Macron, Biden say West will ‘never persuade Ukraine’ to unacceptable compromise with Russia. “We will never call on Ukrainians for a compromise that will be unacceptable. Because they are defending their lives, nation, and our principles, and because this will never lead to lasting sustainable peace,” French President Emmanuel Macron said during a joint press conference with U.S. President Joe Biden.

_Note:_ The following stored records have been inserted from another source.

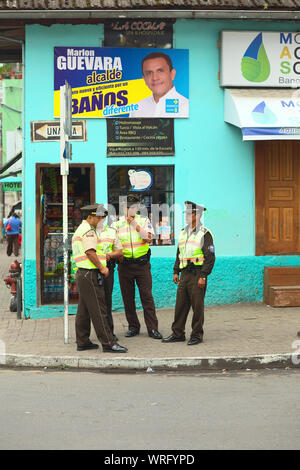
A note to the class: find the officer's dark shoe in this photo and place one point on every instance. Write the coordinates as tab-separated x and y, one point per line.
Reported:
131	332
115	348
193	340
155	334
87	346
173	339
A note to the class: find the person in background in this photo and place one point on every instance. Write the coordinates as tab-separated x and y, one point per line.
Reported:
13	227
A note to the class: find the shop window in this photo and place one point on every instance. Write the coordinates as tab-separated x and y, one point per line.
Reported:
49	226
155	186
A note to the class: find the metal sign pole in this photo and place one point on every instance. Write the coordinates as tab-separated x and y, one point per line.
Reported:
65	155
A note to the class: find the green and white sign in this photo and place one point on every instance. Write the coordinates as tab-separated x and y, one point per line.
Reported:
12	186
260	59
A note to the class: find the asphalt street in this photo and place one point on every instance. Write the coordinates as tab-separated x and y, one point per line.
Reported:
89	410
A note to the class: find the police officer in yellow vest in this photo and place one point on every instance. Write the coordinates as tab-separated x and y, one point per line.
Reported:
90	284
195	260
134	233
109	249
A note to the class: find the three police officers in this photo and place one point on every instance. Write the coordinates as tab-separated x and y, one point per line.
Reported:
90	283
194	262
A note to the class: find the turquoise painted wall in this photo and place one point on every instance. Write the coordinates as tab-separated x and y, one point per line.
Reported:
11	115
213	165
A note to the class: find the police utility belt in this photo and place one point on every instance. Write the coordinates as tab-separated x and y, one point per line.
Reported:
141	260
100	276
191	267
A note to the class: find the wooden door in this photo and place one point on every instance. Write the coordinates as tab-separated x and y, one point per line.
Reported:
277	197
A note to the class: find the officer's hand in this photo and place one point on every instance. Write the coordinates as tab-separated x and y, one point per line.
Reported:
201	282
105	271
130	219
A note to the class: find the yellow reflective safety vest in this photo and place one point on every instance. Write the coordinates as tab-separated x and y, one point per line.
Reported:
106	240
133	246
79	254
190	248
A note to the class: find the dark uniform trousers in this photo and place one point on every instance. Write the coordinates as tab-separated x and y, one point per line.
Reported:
189	295
91	307
108	287
128	274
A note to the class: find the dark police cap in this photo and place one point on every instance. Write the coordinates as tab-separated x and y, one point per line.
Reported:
192	207
95	209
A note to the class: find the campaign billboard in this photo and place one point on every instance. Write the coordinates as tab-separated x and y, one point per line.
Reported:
127	82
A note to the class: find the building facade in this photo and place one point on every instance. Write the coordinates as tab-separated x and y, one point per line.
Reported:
212	165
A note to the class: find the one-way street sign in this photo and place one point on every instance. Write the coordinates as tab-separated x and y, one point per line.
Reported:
49	131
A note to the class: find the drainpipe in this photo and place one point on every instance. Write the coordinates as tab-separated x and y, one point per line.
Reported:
19	41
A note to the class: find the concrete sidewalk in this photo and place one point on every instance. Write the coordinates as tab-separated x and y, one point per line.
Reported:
236	336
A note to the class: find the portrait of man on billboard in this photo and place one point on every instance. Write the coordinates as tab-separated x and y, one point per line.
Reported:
159	74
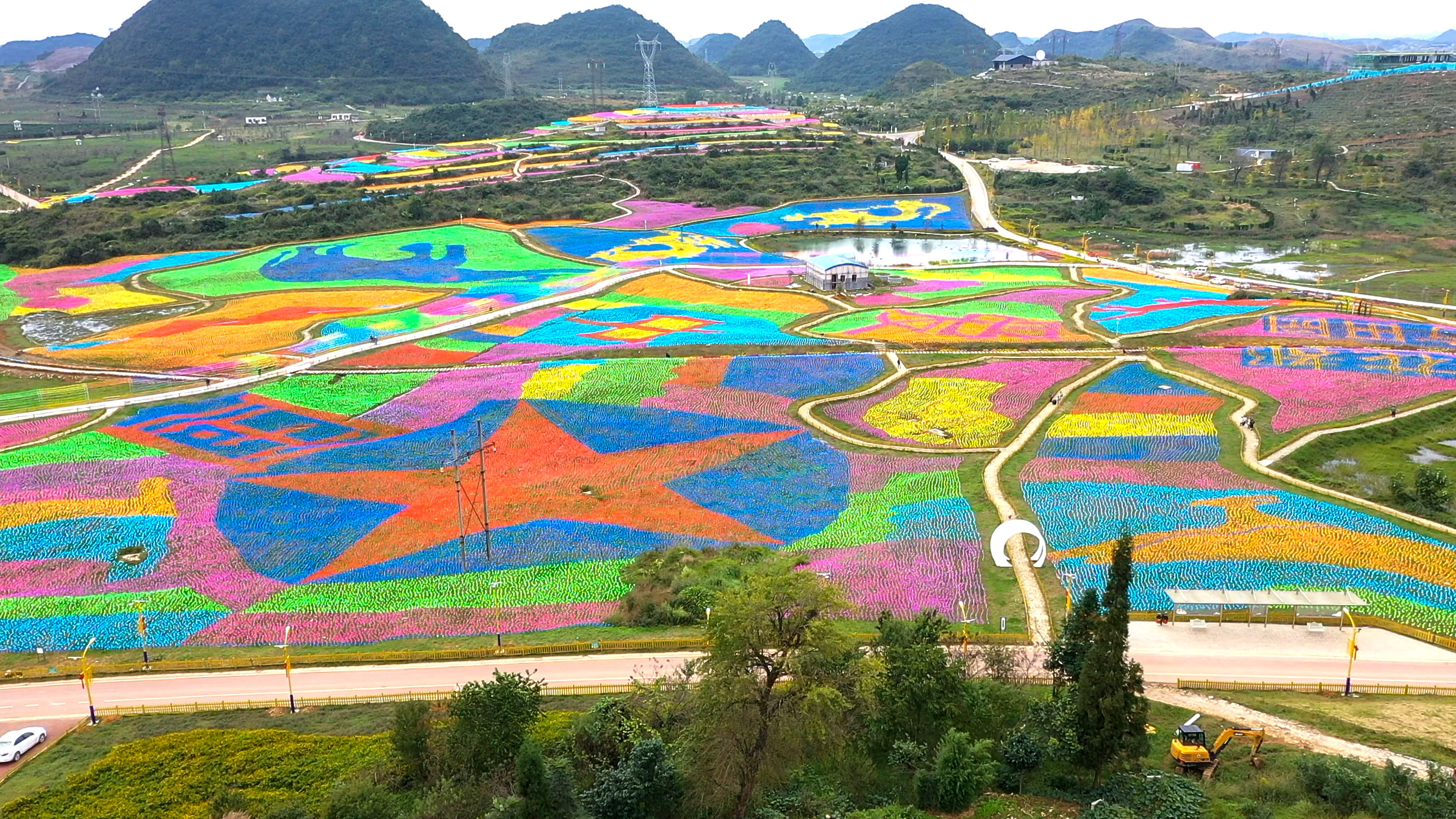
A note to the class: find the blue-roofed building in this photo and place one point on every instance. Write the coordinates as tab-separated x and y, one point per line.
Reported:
836	273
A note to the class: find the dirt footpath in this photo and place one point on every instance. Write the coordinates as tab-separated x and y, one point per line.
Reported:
1287	732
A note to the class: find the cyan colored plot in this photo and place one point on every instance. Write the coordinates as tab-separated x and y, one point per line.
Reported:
1139	380
608	428
526	545
287	534
1151	579
803	376
72	632
97	538
787	491
419	450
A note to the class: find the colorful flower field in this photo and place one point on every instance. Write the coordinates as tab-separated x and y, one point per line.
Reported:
321	502
947	283
966	406
1015	321
1139	451
1340	329
660	311
1160	304
1318	385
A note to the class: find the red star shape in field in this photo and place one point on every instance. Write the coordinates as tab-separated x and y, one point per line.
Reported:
538	472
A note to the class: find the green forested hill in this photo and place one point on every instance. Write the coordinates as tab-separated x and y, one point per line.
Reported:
917	32
770	42
366	50
541	54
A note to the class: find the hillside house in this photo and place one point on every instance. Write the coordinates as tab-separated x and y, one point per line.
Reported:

France, its partners discuss creation of special tribunal for Russia’s crimes. France has started to work with international partners, including Ukraine, on a proposal to set up a special tribunal to investigate Russia’s war crimes during its full-scale war, the French Foreign Ministry reported. “We mobilized in support of both the Ukrainian justice system and the International Criminal Court, which are competent to conduct impartial and independent investigations so that those responsible for these crimes are held accountable,” reads the report.

Germany to supply Ukraine with bridge-laying tanks, border protection vehicles. Germany has handed over to Ukraine unmanned surface vessels, some bridge-laying tanks and dozens of border protection vehicles as part of their new batch of military aid, according to a statement posted on the German government website.

Spanish minister: Letter bombs won’t change decision to help Ukraine. Spanish Defense Minister Margarita Robles said on Dec. 1 that no letters with explosives or any other violent actions would change the country’s “firm and clear” commitment to support Ukraine in its defense against Russian aggression, BBC reported.

Reuters: EU governments ‘tentatively’ agree on $60 a barrel price cap on Russian seaborne oil. The decision envisages an adjustment mechanism to keep the cap at 5% below the market price, according to diplomats and a document seen by Reuters.

Ukrainian soldiers to train on Czech territory. The Czech Republic’s parliament on Dec. 1 approved a proposal to train Ukrainian soldiers in the country and deploy Czech soldiers in European Union member states to train Ukrainian service members, Radio Prague International reported.

Switzerland freezes almost $8 billion in Russian assets under EU sanctions. Switzerland has frozen financial assets worth nearly $8 billion as a response to Russia’s invasion of Ukraine, the State Secretariat for Economic Affairs (SECO) said on Dec. 1. Fifteen Russian properties have also been blocked as of Nov. 25, the agency reported.

In other news

Ukrainian authorities seek to ban Moscow-backed church amid Russian invasion. Ukraine’s National Security and Defense Council has proposed banning Russian-affiliated religious groups, President Volodymyr Zelensky said in his evening address on Dec. 1. The most significant of the groups is the Ukrainian Orthodox Church of the Moscow Patriarchate, an affiliate of the Russian Orthodox Church.

SBU finds Russian propaganda, xenophobic literature in Moscow Patriarchate monastery in Zakarpattia Oblast. The Security Service of Ukraine said it had found brochures where Ukraine’s right to independence is denied, while stating that Russia, Ukraine, and Belarus “cannot be divided.”

Parliament appoints Infrastructure Minister Kubrakov as Deputy PM for restoration of Ukraine. Oleksandr Kubrakov has served as Infrastructure Minister since May 2021.